Lo anterior podría ser una idea común de cualquier pueblo que se ve a sí mismo como una colectividad, entonces, imaginamos (y me sumo a ese grupo de personas) que nuestra idea de individuo afronta ciertas dificultades, un nivel de tensión y de preocupación que no es posible ver en otras sociedades. Si se pudiera medir el índice de felicidad de una persona (que de hecho, hay estudios sobre eso) no sería extraño determinar que, por ejemplo, un sueco o un holandés dispone de más medios espirituales y materiales, los creemos más felices, y es muy probable que lo sean (siendo que el factor económico es una determinante en la ecuación). Al vernos como grupo, pensamos que nuestros retos son mayores y más arduos. Ya que solo podemos concebir el mundo a través de la subjetividad, nuestra idea de nación es obstaculizada por el prejuicio, por una idea falsa de victimización. Estos modos fueron bien trazados por Octavio Paz en Laberinto de la soledad y por Samuel Ramos en El perfil del hombre y la cultura en México. Pero también, en las obras de Ibargüengoitia hay un señalamiento constante de la experiencia de un «nosotros» dentro de las demarcaciones de la mexicanidad. Respecto a esa victimización otra vez a Fuentes en La región…: «Oh derrota mía, mi derrota que a nadie sabría comunicar y que me coloca frente a los dioses que no me dispensaron su piedad, que me exigieron apurarla para saber de mí y de mis semejantes». Casi toda la introducción de la novela es una queja, un grito de desesperación, un estertor de sofocamiento.
Pero también, esta visión de vencedores y vencidos persiste en los ensayos de Octavio Paz, quien nos habla de un país nacido de un encontronazo violento entre dos culturas, una de ellas, la española: dogmática, autoritaria, anti intelectual, con absurdos ideales de nobleza, de pureza racial. La otra, con una cosmovisión sangrienta, con una idea un tanto paranoica de ciclos, de dioses violentos sedientos de sangre. El mexicano es el primer mestizo, el hijo malparido, el hijo bastardo de una madre violada, el hijo de la chingada pues, que vive en un mundo piramidal, con poca o nula movilidad social, es en ese mundo donde el poeta dice, de manera pesimista que «sólo el cacique gordo de Zempoala es inmortal». De norte a sur y de frontera a frontera mexicana se cuecen habas autoritarias: los buchones, los capos de la droga, los nefastos politicastros, los diputados y senadores ambiciosos que trafican con influencias, y hacía arriba, hasta la Presidencia Imperial.

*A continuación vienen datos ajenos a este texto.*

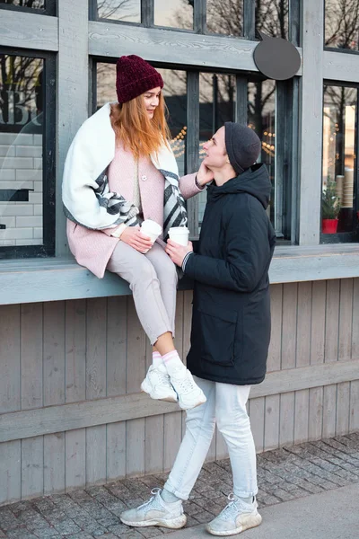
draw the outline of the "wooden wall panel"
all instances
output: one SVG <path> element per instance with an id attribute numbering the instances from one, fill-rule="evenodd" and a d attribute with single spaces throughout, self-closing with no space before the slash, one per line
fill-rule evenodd
<path id="1" fill-rule="evenodd" d="M 311 327 L 311 365 L 324 363 L 325 328 L 326 328 L 325 281 L 312 283 Z M 323 388 L 309 390 L 309 439 L 317 440 L 321 437 L 323 423 Z"/>
<path id="2" fill-rule="evenodd" d="M 65 309 L 66 402 L 86 399 L 86 300 L 66 302 Z M 86 486 L 86 432 L 65 433 L 66 490 Z"/>
<path id="3" fill-rule="evenodd" d="M 295 367 L 311 363 L 312 283 L 298 284 L 297 341 Z M 309 437 L 309 389 L 295 392 L 294 441 L 306 442 Z"/>
<path id="4" fill-rule="evenodd" d="M 297 343 L 298 283 L 283 286 L 281 368 L 295 368 Z M 295 393 L 280 395 L 279 445 L 294 442 Z"/>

Ese sometimiento al caudillaje del hombre poderoso también tiene su expresión en obras de Ibargüengoitia como Los relámpagos de agosto (1965) y Los pasos de López (1982), obras en donde la política y la historia mexicana devienen en sátiras. El mexicano se sabe controlado por ciertas fuerzas, le entrega su confianza al cacique o líder sindical que acapara el voto popular para ofrecerlo al poder superior centralizado, algún pesado de la polaca nacional, al diputado, al presidente municipal, gobernador, emperador, tlatoani. Volviendo a Ibargüengoitia, en una de sus frases afirma: «El mexicano nace, crece y se desarrolla en un ambiente de desconfianza hacia la política». Lo ilustra el hecho de que la función pública se ve como detestable, y al político en general, como ladrón. Pero también, lo demuestra nuestra apatía en cuestiones de participación social, o bien, cuando calificamos a quienes se involucran con las ciertas problemáticas sociales como mitoteros, izquierdosos y chairos. Nuestra mexicanidad es nuestra orfandad y nuestro mayor defecto.
Mi generación se llama X, es la generación de la crisis. ¿Cuál crisis? ¿Cuándo? Cuando no, se podría decir. Y esto me recuerda un episodio de la política nacional (tan compleja, tan enriquecida de anécdotas, de vivencias). Verán, cierto día, Carmen Aristegui le hizo una entrevista a Miguel de la Madrid Hurtado quien, en su chochez (de natural aborrecible y al mismo tiempo, tan privilegiada por las exorbitantes pensiones presidenciales) afirmaba que Carlos Salinas había fomentado la corrupción en su familia, así mismo, lo acusaba de tener contacto con el narcotráfico (más tarde habría de retractarse). En una de sus torpes respuestas en esta guerra de declaraciones, Salinas afirmó que De la Madrid había gobernado México «en tiempos complejos», ustedes saben, el asunto tan terrible del temblor del ’85, etc. La declaración me sonó irrisoria. ¿Existen tiempos mexicanos que no tengan su complejidad? ¿Se acuerdan ustedes cuando México era feliz? ¿Se acuerdan cuando no padecíamos alguna de tantas crisis económicas? Yo no. ¿Lo ven?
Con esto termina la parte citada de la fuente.